A DJ close to the door pulled his headphones to the side. “Welcome!!” he said in a ‘hurry up the shows about to begin’ type of way. We were ushered to a corner of angles: square table, rectangle couches, and squarish pillows. We smushed together on the couches, declining personal space for atmosphere. Lights were kept to a flicker. Ambiance was critical to the environment; good moods flourished in low lighting. A friendly man dropped a hulking hookah on the table. Embers crackled from the coals, as a familiar flowery sheesha filled the air. Hello! Hello!” he said handing me the hose. Be strong, be brave. I closed my eyes and took a deep breathe, the tension quickly left my body.

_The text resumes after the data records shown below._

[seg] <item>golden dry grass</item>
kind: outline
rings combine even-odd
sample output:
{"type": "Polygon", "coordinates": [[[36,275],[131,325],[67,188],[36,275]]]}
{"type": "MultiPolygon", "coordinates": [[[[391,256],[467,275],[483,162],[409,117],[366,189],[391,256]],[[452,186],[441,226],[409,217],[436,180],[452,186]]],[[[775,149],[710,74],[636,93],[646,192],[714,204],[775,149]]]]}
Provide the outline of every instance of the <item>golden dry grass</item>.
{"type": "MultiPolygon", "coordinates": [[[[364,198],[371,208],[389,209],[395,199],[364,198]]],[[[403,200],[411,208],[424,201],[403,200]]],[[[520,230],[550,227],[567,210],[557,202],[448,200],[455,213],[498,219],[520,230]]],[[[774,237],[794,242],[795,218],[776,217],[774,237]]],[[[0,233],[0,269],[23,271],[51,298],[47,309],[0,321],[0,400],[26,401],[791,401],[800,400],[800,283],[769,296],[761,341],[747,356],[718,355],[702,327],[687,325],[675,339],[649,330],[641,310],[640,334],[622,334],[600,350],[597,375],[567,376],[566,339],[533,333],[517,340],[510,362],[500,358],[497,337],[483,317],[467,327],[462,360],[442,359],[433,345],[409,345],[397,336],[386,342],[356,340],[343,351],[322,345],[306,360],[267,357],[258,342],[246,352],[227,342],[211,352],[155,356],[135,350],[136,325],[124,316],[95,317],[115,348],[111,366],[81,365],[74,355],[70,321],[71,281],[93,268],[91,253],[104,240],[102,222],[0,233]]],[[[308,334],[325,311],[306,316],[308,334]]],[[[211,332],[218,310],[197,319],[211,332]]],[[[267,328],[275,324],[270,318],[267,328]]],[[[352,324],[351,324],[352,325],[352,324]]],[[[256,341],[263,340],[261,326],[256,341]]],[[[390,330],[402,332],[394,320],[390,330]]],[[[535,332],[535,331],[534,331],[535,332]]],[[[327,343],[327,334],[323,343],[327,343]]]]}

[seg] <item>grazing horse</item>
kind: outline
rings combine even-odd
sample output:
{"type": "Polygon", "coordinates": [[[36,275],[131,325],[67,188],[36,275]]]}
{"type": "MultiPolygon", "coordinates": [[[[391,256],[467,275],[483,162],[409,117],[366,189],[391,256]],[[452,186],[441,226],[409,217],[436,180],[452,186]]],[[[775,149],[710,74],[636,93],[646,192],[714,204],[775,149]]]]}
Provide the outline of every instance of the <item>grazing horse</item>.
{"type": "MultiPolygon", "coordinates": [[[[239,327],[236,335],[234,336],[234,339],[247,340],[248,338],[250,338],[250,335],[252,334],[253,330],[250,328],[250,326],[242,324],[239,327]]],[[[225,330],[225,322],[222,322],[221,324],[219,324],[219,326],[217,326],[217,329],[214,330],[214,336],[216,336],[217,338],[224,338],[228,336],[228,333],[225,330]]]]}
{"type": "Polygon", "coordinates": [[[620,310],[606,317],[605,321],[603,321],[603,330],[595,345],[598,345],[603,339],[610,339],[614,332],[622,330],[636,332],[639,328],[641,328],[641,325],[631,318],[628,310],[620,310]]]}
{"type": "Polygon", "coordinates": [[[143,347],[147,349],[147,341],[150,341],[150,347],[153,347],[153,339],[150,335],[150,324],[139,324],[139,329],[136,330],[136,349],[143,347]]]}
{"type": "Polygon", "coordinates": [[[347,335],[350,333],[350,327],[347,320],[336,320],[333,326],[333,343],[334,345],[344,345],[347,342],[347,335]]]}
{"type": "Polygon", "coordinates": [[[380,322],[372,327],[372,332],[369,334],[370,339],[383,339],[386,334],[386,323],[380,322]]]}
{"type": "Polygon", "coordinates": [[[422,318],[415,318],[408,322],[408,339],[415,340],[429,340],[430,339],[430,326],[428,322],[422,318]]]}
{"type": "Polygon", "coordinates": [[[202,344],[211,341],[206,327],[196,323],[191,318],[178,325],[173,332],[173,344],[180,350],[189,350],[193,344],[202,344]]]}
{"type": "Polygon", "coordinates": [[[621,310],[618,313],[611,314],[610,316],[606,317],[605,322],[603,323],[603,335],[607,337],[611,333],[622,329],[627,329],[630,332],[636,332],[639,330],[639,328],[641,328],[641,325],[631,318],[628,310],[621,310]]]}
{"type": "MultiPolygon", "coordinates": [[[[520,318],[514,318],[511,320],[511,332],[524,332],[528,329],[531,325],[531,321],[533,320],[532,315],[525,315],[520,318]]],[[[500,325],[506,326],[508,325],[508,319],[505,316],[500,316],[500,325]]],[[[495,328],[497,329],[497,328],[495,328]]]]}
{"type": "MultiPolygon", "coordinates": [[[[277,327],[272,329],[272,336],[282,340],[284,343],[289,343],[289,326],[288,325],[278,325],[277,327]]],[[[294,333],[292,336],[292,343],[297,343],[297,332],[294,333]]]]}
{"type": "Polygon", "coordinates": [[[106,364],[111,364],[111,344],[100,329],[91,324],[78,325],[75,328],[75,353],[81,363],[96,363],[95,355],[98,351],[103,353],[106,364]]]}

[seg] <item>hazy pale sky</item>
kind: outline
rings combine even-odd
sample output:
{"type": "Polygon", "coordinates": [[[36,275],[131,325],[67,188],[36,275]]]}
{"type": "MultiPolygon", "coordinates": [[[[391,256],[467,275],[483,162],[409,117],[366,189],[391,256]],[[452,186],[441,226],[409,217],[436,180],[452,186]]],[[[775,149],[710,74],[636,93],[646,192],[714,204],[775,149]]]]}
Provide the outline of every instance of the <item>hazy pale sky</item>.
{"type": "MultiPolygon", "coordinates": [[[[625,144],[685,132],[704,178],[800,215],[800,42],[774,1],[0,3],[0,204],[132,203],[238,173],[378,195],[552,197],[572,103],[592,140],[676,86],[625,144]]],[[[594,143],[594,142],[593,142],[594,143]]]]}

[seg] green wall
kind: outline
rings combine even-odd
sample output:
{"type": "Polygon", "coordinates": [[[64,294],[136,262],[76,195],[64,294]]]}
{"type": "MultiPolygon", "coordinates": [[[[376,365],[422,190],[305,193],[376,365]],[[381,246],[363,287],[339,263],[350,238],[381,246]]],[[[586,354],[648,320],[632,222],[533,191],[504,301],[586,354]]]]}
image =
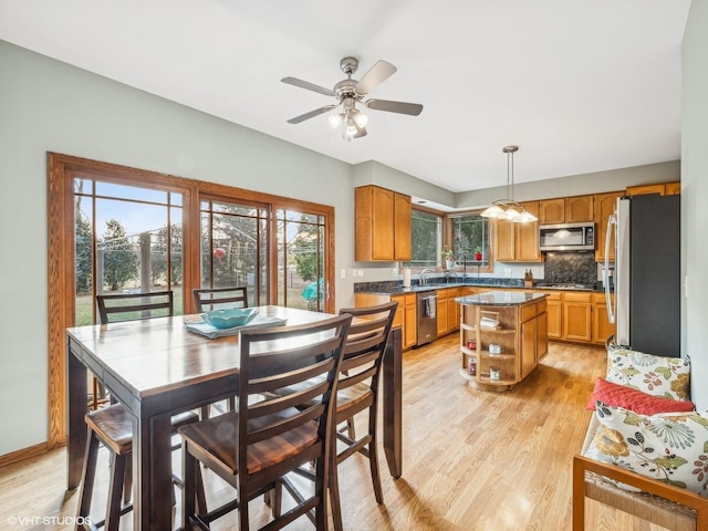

I opened my eyes as the smoke cleared from my head, the room looked a bit fuzzy; beams of lights pulsed and shaped the room. The faint smell of garlic caught my nose. I sloshed the wine around in my glass, lost in thought. It was a diabolical triple threat: wine, hookah, and dubstep. The glowing embers stared at me like hungry panther eyes in the dark. Get a grip, man. Things were getting heavy. I banged my knee on the short table trying to get comfortable. “Son of a bitch,” I belted out. Everyone stopped and stared. I squinted my eyes cautiously, as to not excite the locals, and passed the hose to Kitsune. The hookah man suddenly reappeared with a wide grin. He carefully exchanged the coals, toting a small brass container for the spent ones before vanishing again. I felt like royalty in a foreign country; king of my own desires where tidings were cheap. “That smell. I need garlic fries! Garlic for everyone and they’re only $5!!” exclaimed Kitsune. The hookah delivery man reappeared and grinned. “Excellent choice!” he stated matter-of-factly. It was clear he was a ninja trained in tactical delivery.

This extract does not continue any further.